2004年3月から『Cookie』で連載されていた『潔く柔く』の最終巻が、先月発売され、「Cookie」11月号からは新連載「プリンシパル」がスタート。25日には『爛爛』が発売予定など、精力的に活動している。
ダイエットを決意する女の子や、やりたいことが見つからないフリーターの女の子などの身近な人物設定。日常を丁寧に描いているので、共感しやすい。だけでなく、表情や間の取り方など随所に出てくる“いくえみカラー”が読者の心をつかむ、つかむ。セリフも自然な話し言葉なので、何年経っても古びることがない。いくえみマンガが長く愛されている理由だろう。
そして、これらの要素をさらに際立たせているのが、登場人物だ。
なかでも男性キャラクターは絶大な人気がある。mixiのコミュニティ「いくえみ男子」(参加者5710人)、「いくえみ男子二恋ヲシテ。」(参加者16人)の他に、キャラごとのコミュニティまで存在するのだ。

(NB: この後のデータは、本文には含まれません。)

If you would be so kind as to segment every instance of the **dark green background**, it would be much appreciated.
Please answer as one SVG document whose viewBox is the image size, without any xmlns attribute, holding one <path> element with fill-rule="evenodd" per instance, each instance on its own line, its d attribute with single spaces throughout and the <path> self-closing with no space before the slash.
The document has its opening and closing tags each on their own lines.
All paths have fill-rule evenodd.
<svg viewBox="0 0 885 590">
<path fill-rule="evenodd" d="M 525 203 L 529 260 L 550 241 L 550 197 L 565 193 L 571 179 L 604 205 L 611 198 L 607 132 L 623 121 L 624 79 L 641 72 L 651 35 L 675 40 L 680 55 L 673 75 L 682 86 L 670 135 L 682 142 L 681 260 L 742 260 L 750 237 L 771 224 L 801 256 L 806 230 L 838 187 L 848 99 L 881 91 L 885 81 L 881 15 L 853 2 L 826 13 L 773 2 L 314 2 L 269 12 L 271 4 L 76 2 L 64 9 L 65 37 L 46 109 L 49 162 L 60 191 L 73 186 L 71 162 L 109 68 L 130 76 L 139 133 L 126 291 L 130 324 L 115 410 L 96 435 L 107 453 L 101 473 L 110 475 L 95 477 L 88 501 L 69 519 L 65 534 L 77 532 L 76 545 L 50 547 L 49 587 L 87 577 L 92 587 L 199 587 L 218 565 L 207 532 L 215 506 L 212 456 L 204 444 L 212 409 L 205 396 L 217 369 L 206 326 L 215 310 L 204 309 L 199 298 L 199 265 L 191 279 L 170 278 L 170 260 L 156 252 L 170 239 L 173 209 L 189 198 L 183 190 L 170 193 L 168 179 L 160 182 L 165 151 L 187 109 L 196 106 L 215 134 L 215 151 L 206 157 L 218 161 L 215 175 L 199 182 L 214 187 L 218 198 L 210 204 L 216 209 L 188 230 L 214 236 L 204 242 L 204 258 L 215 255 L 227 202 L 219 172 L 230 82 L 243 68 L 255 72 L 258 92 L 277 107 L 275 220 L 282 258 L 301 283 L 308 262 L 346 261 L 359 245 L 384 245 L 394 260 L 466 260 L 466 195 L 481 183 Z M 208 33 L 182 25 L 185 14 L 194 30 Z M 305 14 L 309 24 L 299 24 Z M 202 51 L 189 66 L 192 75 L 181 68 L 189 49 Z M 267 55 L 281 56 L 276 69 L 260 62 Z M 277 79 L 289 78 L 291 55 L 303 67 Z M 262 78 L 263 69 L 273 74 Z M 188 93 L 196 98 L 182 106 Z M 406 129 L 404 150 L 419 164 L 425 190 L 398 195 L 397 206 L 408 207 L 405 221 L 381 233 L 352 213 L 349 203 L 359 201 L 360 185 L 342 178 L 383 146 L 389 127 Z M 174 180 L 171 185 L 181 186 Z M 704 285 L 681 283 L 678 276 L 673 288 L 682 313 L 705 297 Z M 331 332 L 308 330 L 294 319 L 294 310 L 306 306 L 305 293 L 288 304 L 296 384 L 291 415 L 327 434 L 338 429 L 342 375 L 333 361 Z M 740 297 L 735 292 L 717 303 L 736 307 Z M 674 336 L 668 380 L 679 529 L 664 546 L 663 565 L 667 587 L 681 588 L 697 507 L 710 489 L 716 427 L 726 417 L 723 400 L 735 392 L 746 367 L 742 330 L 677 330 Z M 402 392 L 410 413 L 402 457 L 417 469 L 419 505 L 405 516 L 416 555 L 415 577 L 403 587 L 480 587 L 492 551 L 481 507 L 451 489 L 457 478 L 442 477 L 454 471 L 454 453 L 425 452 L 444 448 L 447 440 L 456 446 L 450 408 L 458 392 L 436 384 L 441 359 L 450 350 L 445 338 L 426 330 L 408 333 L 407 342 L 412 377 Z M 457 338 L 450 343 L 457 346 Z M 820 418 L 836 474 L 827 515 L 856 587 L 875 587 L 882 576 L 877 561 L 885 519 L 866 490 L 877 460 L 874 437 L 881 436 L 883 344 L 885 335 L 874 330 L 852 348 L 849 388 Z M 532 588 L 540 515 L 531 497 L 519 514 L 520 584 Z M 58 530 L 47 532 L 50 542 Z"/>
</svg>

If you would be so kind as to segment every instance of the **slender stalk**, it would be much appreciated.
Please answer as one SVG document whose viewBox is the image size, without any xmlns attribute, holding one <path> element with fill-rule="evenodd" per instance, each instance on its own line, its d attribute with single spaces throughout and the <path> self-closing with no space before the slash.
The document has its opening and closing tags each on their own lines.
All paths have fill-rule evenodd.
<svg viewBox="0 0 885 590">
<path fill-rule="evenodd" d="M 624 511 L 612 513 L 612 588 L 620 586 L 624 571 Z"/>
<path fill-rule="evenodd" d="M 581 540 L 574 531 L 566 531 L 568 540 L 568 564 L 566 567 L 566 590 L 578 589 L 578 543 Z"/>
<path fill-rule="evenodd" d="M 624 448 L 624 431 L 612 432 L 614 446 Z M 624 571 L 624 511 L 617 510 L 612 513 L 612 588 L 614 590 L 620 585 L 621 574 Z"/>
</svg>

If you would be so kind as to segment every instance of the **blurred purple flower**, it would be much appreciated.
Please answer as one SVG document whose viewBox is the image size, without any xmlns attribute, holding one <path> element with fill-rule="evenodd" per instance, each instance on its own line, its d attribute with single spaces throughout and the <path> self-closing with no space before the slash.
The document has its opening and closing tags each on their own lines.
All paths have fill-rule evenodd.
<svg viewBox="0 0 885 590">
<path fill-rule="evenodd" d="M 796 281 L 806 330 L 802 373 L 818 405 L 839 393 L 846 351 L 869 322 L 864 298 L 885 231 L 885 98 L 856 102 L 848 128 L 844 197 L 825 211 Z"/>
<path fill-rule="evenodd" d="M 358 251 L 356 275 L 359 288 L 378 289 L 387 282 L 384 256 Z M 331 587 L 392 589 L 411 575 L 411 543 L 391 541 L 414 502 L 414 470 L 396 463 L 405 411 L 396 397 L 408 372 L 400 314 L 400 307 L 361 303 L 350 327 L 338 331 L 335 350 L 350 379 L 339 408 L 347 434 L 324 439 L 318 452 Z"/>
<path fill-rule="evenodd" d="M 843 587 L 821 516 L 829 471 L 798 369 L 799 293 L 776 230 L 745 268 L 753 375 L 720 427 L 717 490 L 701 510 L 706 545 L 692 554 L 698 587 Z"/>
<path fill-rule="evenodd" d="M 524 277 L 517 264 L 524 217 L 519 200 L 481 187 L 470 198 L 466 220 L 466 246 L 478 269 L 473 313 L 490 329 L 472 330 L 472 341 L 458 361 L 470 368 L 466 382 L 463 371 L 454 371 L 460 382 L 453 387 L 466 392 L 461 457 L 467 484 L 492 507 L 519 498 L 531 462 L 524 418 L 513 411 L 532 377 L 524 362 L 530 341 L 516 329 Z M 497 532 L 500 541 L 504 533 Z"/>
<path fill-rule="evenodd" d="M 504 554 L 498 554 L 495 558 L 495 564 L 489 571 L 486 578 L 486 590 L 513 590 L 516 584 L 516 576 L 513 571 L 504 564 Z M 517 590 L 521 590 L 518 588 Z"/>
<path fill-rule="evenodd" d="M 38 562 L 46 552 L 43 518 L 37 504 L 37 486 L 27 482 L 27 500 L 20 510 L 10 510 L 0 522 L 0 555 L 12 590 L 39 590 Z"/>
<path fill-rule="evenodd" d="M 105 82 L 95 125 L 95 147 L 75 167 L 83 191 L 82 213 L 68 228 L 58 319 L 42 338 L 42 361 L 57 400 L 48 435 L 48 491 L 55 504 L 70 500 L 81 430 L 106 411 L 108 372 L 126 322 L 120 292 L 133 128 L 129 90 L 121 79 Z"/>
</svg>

いくえみ男子の特徴は、ボリュームたっぷりのもっさりとした髪型(寝グセがついていることもある)。
また、「有名人の誰か」を連想させることが多い。それも、佐藤健やunoのCMに出てくる芸能人のような、一般的に「キャーッ!」といわれる人なんかじゃない。奥田民生やくるりの岸田繁、BUMP OF CHICKENの藤原基央など「ROCKIN'ON JAPAN」に載っているようなミュージシャン系だ。
岸田くんに似ているキャラなんて、いままでの少女マンガに存在しましたか? 決して華があるタイプではなく(失礼)、でも一部の女子には絶大な人気がある、あの岸田くんですよ。いくえみ先生、ずるいです。
ちゃんと服を着ている人の描写である、Tシャツの襟元のシワや肩のライン。「こういう男の子、いるよね」と思わせる、ほどよい(ここ重要)生活感と無頓着感がいい。
■おすすめいくえみ男子■
新藤央人(『I LOVE HER』)…主人公の花が引っ越したアパートの隣人で、転校先の高校の担任。生徒からは“新ちゃん”と呼ばれていて仲がよく、校内にファンも多い。
おすすめ箇所 集英社文庫1巻P166~167、236~P242、2巻P39~50、P137~143、P223~232、3巻P26~32、P132~145、P174~181
日山一(『私がいてもいなくても』)…主人公・晶子の友人の彼氏で、漫画家。通称ひーさん。『I LOVE HER』の新ちゃんの時の奥田民生の比ではないが、くるりの岸田繁に似ているといわれている(個人的には、顔よりもTシャツを着た時の首まわりに着目)。アンニュイな雰囲気で、妙な色気がある。大きくて骨ばったひーさんの手はいい! 晶子のように、あの手で頭を撫でられたら好きになっちゃいますよ。仕事が忙しいときの、無精髭にメガネ姿もよし(風呂に入っていないこともある)。いくえみ男子のなかでも人気が高い。
おすすめ箇所 集英社文庫1巻P139~142、2巻P161~171
梶間洋希(『潔く柔く』)…禄の友人で、高校の教師。ひーさんと同じく、大きくてきれいな手をしている。
おすすめ箇所 マーガレット コミックス1巻P66~70、P79、2巻P84~87
個人的に好きなのが、赤沢禄(『潔く柔く』)。
少したれ気味の大きな二重の目で、とにかく笑顔がかわいい! 一見明るく人あたりのよい好青年だけど、過去の事件のせいで、どこか人を寄せ付けないところがある。好きになったカンナに対しては、気持ちを素直にあらわす。シャツイン(しかも、白!)&ボタン全部どめのバーテン姿や、後輩にヤキモチを焼いて「うっさいハゲ」とむくれる無邪気なところなど、禄ちゃんのすることなすことにキュンとさせられっぱなしです。
おすすめ箇所 マーガレット コミックス8巻P46~48、11巻P65~71、P127~P132、P157~159、12巻P121~123、13巻P132~133
この他にも、『カズン』の茄子川さんや『かの人や月』の深町など、まだまだ魅力的なキャラクターはたっくさんいます。